And people have made this process faster. With Fast R-CNN.
Fast R-CNN
We’re going to swap the order of convolution and region. Take the input image and process the whole image at a high resolution with a single convolutional neural network. And this is going to be no fully connected layers, just all convolutional layers. So the output from this thing will be a convolutional feature map giving us convolutional features for the entire high resolution image. The convnet we run the images on is called backbone network.

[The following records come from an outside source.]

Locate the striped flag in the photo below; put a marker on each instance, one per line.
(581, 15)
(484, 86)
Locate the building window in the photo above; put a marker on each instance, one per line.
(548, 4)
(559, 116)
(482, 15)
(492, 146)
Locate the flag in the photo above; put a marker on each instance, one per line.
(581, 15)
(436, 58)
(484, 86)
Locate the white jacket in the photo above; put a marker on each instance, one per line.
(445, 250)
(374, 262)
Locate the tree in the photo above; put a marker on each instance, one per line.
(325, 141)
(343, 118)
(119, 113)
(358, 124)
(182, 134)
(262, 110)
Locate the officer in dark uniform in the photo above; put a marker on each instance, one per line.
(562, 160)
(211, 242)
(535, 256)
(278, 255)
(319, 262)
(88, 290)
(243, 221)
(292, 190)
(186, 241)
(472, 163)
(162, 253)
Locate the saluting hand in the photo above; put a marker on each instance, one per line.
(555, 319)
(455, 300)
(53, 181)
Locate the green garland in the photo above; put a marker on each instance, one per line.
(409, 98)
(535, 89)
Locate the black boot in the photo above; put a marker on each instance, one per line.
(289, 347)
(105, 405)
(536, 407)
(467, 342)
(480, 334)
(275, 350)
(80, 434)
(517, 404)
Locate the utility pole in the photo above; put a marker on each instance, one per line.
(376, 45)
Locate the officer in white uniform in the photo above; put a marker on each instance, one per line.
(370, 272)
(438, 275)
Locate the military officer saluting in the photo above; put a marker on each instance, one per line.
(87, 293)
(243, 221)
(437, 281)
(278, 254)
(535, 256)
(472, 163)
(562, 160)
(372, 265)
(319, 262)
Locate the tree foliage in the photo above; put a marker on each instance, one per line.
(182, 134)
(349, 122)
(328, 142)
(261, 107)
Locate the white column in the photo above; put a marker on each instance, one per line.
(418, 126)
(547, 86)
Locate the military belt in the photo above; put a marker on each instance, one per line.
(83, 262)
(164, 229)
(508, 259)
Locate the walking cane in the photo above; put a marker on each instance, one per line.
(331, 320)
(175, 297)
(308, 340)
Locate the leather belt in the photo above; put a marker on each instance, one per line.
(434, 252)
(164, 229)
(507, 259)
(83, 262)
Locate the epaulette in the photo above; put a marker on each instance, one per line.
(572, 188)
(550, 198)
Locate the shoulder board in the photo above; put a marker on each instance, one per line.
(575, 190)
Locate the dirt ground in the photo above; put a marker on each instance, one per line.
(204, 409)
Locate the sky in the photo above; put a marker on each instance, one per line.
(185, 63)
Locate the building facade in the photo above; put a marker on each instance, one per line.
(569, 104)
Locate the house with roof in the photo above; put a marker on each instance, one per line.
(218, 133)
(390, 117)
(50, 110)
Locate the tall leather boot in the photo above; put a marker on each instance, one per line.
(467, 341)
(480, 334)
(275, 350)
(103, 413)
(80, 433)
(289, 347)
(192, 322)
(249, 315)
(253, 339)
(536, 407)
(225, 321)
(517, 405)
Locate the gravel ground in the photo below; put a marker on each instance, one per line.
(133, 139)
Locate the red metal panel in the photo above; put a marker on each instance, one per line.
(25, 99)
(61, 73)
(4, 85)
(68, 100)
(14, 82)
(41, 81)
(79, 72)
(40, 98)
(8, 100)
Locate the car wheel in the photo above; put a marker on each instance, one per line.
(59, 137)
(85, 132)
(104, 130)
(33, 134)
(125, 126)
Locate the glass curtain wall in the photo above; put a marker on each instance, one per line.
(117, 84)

We’re still going to run our region proposal method like selective search to get region proposals on the raw input image. But now rather than cropping the pixels of the input image instead we’re going to project those region proposals onto that convolutional feature map and then apply cropping now on the feature map itself rather than on the raw pixels of the image so we’ll do this cropping and resizing on the features that are coming out from the convolutional backbone network. Then we’re going to run a little lightweight per region network that will output our classification scores and bounding box regression transforms for each of these detected regions and now this is going to be very fast because most of the computation is going to happen in this backbone network an the per region network that we run per region is going to be very relatively small and relatively lightweight and very fast to run. If you’re doing something like Fast R-CNN with an AlexNet then the backbone that is going to be all of the convolutional layers of the AlexNet and this per region network will just be the two fully connected layers at the end. So these are really relatively fast to compute even if we need to run them for a large set of regions.
❓There’s a question that what does it mean exactly to crop these features?
- Because in order to backpropogate we need to actually backpropogate into the weights of the backbone network as well as we need to crop thee features in a way that is differentiable and that ends up being a little bit tricky. So one way to crop these images in a differentiable way is this operator called RoI Pool.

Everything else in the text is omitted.